Он уже, как вы понимаете, низвержен с престола, его уже вроде как бы и нет,
он стал невидим для окружающих.
- О, в самом деле, кузен? - говорит Дора, бросая взгляд на молодого
человека, который сидит с пылающими щеками, сгорая от столь унизительного
обращения и не зная, как на него отвечать и отвечать ли вообще. - О, в самом
деле, кузен? Вы чрезвычайно милосердны... Да нет, вы просто счастливец,
право! Вы видите ангелов там, где мы видим лишь самых заурядных, самых
незначительных особ. Я, конечно, представления не имела о том, кто были эти
нелепые создания, восседавшие в карете лорда Ротема, - я узнала только
роскошные ливреи его слуг. Но если это были три ангела, я умолкаю.
- Мой брат очень доверчив, - вступает в разговор Джордж. - И часто
ошибается в своих суждениях о дамах.
- Ах, вот как, - в некотором замешательстве говорит Дора.
- Боюсь, что моему племяннику Генри приходилось встречаться с
некоторыми недостойными представительницами нашего пола, - замечает маменька
со скорбным вздохом.
- Нас нетрудно обмануть, сударыня.... мы оба еще очень молоды... С
годами мы научимся лучше распознавать людей.
- От всей души надеюсь, мой дорогой племянник, от всей души. Я горячо
желаю всяческого благополучия вам и вашему брату и возношу о вас молитвы
господу. Мы-то, со своей стороны, прилагали к тому все усилия. В тяжкую
минуту, о которой я больше не буду упоминать...

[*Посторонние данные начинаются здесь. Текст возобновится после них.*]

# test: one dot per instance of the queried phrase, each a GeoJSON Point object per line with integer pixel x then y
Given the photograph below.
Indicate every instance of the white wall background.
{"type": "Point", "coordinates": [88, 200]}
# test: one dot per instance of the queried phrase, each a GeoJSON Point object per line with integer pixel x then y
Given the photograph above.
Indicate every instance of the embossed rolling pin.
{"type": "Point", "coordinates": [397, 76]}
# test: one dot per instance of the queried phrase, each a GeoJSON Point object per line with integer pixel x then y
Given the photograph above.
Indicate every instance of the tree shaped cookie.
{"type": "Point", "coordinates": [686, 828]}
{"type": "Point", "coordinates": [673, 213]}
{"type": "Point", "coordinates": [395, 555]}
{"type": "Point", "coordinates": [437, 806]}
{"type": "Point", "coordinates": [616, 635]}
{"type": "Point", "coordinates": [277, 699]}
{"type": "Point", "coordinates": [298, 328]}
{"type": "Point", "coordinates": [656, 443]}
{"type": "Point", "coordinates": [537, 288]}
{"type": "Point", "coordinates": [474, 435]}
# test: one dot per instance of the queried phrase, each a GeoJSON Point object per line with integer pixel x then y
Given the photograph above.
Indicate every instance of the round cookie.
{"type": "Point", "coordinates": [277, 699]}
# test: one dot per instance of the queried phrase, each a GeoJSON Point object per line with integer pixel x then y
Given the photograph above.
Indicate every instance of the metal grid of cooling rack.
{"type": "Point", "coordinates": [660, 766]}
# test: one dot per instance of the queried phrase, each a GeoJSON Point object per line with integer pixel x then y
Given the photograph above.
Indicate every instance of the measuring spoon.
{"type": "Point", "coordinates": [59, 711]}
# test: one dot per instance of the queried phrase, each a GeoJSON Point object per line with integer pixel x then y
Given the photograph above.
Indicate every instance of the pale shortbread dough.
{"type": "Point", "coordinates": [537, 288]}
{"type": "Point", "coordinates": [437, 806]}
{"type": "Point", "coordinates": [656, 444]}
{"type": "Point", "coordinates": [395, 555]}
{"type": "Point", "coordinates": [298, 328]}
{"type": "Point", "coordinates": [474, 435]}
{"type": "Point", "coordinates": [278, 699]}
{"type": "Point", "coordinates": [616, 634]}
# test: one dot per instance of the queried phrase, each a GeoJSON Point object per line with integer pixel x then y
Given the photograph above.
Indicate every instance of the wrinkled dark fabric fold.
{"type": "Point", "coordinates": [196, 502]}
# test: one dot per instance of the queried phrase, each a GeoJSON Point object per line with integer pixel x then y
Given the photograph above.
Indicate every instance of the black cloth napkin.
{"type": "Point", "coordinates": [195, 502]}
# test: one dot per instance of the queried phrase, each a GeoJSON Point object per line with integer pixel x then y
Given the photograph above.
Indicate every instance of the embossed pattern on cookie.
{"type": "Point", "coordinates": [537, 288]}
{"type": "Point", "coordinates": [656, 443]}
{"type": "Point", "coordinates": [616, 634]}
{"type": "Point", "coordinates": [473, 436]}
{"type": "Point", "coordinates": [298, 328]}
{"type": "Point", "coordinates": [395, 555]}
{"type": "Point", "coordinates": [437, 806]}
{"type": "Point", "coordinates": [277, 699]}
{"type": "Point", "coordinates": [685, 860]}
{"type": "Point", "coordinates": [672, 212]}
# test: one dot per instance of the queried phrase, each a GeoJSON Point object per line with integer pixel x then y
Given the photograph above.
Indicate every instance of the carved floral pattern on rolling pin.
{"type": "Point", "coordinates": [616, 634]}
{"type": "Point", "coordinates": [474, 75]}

- В ту самую, когда моему дядюшке сэру Майлзу как раз случилось отбыть
из города, - подхватывает Джордж, поглядывая на баронета, в ответ на что тот
улыбается ему приветливо и одобряюще.
- ...я отправила вашему брату трактат, который, как я полагала, должен
был утешить его и, я в этом уверена, - послужит к его исправлению. Нет, не
благодарите меня, я не жду похвал, я лишь исполнила свой долг - свой
скромный женский долг, ибо что стоят все блага мира, племянник, по сравнению
со спасением души? Если я принесла добро, я чувствую себя вознагражденной,
если я оказала пользу, сердце мое ликует. Если мои скромные усилия помогли
вам, Гарри, осознать...
- О, вы имеете в виду эту вашу проповедь? - перебивает ее простодушный
Гарри. - Очень вам признателен, тетушка, но я не имел времени прочесть ни
единого слова. Я, понимаете ли, не слишком разбираюсь в таких вещах... Но
тем не менее благодарю вас.
- Доброе намерение - вот что главное, - говорит Джордж Уорингтон. - И
мы с братом оба приносим свою благодарность. Наш дорогой друг генерал
Ламберт намерен был внести выкуп за Гарри, но, по счастью, у меня имелись
деньги брата, и я смог расплатиться по его обязательствам. Но это не умаляет
доброты друга, и я благодарен ему, ибо он поспешил на выручку Гарри в ту
минуту, когда тот особенно нуждался в помощи и когда ближайшим родственникам
его... по несчастному стечению обстоятельств... случилось отбыть из города.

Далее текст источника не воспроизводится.